Tuesday, July 25, 2006

Book Review: The Alphabet of Manliness

Last Saturday as I was preparing for my early Monday morning flight, I thought to myself, “I’d better head down to the bookstore so that I have something to read on the plane.” So there I was when something immediately caught my eye; it was a bright read book cover with a drawing of a chiseled looking guy punching a gorilla in the face.

“Oh my god”

I actually think my pants got slightly tighter when I saw the cover. The book is titled “The Alphabet of Manliness” and was penned by one of the very first absurdist writers on the Internet, Maddox. For those of you who don’t know, Maddox is responsible for The Best Page in the Universe (which clearly hasn’t had a layout update since it launched 1997, but that’s part of its awesomeness).

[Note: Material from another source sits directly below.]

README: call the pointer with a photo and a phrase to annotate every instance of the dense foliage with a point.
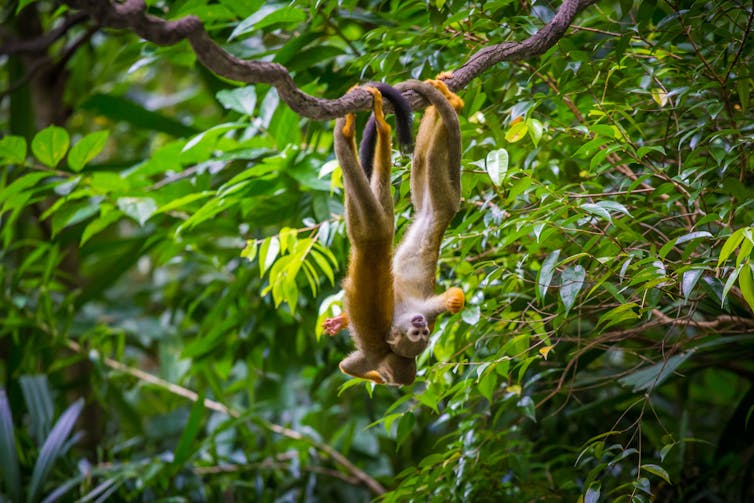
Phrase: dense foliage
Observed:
(171, 242)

Anyways, the book is pretty much a rundown of the alphabet, that’s A through Z for those of you who didn’t know of everything manly, for example A if for ass kicking and I is for irate. Now to be honest, I started to get a little worried when I was reading the chapter on boners next to a 70 year old woman at the airport terminal and I got even more worried when I began to laugh out loud and all the other 70 year olds heading to West Palm Beach were looking at me.

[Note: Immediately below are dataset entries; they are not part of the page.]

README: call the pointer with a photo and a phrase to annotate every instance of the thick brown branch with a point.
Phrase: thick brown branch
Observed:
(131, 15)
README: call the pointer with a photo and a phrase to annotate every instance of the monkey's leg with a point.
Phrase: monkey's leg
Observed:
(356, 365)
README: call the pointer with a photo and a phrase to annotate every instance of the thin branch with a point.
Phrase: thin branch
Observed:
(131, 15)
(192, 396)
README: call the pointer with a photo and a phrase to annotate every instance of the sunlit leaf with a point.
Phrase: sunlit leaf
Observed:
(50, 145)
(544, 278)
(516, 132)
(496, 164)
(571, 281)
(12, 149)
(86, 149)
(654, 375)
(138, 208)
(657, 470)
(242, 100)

Honestly, this book is hilarious. There have maybe been 3 or 4 things that I’ve read on the Internet in my life that have made me laugh out loud and there have probably been zero books, but this one changed all that. I found myself laughing loudly to several chapters in the book, except the Chuck Norris chapter (only because the Chuck Norris fad has been so played out since last January).

So do yourself a favor and go out and buy the book and don’t check it out from your local library because libraries are for little kids and people that don’t own computers. And make sure you don’t take yourself too seriously when reading it, take it in stride and enjoy yourself. If you find yourself wanting to write some kind of hateful email to the author after reading the first few chapters go ahead and do it, I’m sure it will appear in his hate mail section. Following that you may want to consider suicide because you’re clearly incapable of having any sort of fun whatsoever.

P.S. 95% of the reviews you read on the Internet are bullshit. That’s because the reviewers usually get the book/movie/whatever they’re reviewing for free and if they want to continue to get free stuff from that publisher, they won’t be too scathing in their review. This isn’t one of those cases, I paid $15.95 for the book and so should you.